If this would really be the cause, the desire of ones other half to somebody else should be equally bad as an act of adultery. A partner that, due to a strong sense of morality, can avoid giving in to temptation, constitutes just as well a counterexample to ones superiority, as partner that falls for the attraction of the flesh, and is moreover a hypocrite. Under a strict application of this theory it is therefore not at all praiseworthy to resist the temptation to adultery, unless also hypocrisy is also seen as a merit.

Somebody who suffers from jealousy could argue that jealousy is an irrational and deplorable emotion, but one with which nature has saddled us, and with which we have to live. The rule of conduct to restrict oneself to one partner is then a rational way to cope with this emotion.

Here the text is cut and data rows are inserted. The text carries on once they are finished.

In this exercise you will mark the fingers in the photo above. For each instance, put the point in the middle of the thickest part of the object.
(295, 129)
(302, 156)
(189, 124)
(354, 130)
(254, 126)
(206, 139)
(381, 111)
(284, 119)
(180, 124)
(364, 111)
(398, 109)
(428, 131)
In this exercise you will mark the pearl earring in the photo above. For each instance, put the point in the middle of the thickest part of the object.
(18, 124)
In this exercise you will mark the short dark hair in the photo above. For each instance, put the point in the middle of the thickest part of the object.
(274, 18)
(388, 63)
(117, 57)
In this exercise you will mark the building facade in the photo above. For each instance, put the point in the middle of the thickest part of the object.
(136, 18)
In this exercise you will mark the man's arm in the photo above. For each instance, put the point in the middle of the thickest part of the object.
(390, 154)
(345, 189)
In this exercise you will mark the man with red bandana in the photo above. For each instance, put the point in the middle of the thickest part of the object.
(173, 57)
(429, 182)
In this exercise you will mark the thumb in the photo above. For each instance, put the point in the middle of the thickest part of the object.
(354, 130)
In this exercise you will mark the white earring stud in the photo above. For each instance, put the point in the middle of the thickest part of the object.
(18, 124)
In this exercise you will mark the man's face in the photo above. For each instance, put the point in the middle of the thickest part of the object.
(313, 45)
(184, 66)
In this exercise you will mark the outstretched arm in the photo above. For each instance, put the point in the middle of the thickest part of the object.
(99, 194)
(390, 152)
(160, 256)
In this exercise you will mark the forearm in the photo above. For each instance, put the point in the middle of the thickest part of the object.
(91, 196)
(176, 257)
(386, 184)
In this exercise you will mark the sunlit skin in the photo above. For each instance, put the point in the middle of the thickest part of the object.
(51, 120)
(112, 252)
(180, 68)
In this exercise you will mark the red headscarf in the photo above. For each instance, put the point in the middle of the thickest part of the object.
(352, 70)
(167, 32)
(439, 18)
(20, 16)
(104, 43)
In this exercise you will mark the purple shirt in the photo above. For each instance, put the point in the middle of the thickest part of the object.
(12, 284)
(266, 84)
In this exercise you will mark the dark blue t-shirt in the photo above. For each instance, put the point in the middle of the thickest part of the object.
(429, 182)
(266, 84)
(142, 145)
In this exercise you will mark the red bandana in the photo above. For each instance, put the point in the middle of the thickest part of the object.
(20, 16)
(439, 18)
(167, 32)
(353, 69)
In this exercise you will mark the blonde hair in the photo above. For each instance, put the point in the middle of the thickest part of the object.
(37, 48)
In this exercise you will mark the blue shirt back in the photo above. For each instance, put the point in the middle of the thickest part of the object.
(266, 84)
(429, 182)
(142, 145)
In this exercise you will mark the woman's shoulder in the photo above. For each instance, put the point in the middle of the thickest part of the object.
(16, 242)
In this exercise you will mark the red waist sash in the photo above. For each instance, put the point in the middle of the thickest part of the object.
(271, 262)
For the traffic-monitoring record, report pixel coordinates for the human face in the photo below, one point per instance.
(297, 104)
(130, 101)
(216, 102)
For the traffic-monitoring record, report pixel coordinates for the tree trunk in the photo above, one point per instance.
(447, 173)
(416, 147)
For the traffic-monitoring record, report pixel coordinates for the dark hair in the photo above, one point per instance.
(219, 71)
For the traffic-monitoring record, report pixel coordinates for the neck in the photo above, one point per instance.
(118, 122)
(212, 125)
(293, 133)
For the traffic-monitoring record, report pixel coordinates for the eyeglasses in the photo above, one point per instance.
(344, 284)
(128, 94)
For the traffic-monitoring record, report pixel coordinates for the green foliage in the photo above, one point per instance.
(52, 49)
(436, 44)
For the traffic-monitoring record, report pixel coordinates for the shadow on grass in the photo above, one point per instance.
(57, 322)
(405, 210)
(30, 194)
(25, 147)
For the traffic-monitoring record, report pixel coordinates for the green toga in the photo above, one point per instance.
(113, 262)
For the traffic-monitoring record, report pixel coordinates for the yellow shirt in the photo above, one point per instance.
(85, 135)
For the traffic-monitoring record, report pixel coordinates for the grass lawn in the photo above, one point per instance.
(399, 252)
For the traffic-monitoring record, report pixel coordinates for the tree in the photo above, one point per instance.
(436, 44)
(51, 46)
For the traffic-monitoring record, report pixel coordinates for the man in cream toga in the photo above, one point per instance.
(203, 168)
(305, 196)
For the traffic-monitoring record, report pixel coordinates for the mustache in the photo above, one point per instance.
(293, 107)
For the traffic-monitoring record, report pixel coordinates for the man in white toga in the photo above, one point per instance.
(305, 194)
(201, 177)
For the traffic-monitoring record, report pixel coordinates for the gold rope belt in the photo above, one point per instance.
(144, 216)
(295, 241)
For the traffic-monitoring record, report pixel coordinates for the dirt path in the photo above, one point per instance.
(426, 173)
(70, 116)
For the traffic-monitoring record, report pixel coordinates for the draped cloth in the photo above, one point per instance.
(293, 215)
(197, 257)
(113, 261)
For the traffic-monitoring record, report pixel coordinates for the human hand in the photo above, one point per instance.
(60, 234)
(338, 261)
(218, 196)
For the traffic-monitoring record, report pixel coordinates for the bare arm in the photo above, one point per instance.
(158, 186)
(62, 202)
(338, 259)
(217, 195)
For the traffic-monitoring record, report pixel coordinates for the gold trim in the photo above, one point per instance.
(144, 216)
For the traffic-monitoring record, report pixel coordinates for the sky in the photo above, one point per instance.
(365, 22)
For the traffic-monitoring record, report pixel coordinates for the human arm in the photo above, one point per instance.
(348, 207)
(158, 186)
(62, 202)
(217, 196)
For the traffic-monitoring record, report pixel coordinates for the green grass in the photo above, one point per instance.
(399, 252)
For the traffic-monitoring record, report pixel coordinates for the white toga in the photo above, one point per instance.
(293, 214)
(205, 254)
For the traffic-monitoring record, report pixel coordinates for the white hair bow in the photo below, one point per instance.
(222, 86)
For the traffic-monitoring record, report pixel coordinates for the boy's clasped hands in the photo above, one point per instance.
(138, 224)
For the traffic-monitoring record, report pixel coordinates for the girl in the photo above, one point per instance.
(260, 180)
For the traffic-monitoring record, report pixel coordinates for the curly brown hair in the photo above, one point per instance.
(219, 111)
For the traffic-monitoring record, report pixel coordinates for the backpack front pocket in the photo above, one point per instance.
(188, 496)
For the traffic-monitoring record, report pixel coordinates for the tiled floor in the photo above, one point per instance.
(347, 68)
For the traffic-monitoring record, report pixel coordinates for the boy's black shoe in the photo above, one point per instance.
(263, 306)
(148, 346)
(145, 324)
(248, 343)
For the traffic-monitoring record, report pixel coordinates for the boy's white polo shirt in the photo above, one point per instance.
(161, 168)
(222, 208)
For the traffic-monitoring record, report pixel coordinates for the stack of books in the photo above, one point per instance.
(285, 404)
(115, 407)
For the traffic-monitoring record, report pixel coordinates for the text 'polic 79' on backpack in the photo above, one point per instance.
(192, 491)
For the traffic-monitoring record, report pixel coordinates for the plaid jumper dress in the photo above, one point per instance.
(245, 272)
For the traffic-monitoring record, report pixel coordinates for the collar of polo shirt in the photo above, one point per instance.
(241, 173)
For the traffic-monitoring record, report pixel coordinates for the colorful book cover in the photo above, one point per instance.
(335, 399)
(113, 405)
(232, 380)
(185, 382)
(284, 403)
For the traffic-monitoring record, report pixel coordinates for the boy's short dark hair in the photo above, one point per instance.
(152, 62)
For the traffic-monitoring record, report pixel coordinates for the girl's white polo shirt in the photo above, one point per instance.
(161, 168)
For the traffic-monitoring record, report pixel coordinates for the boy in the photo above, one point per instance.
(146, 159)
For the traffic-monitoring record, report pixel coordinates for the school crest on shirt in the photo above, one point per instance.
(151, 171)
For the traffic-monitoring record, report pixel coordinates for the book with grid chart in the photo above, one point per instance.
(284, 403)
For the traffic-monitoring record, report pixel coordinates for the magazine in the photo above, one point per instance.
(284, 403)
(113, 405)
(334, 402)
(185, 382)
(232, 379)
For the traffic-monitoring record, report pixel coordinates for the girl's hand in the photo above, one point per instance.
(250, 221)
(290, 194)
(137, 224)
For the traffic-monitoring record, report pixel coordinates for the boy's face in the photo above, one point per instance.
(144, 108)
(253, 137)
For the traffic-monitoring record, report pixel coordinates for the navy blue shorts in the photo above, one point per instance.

Considering the many relations that are devastated by jealousy, and the manifest presence in many partners of longing to thirds, such a rationalisation can be taken serious only when it is accompanied with the recognition that jealousy is indeed a deplorable phenomenon. However, once somebody recognises this, I expect him to lose his tendency to jealousy automatically. For I do not believe that humanity is saddled with inevitable social instincts that only make live miserable.

Jealousy is a cultural phenomenon, talked into people by their fellow human beings, just like the embarrassment some people feel for being naked in public. I therefore urge jealous humans to critically examen this emotion, if possible to suppress it, and to consider canceling the prohibition on multiple sexual partners, or at least not to apply it on ones partners.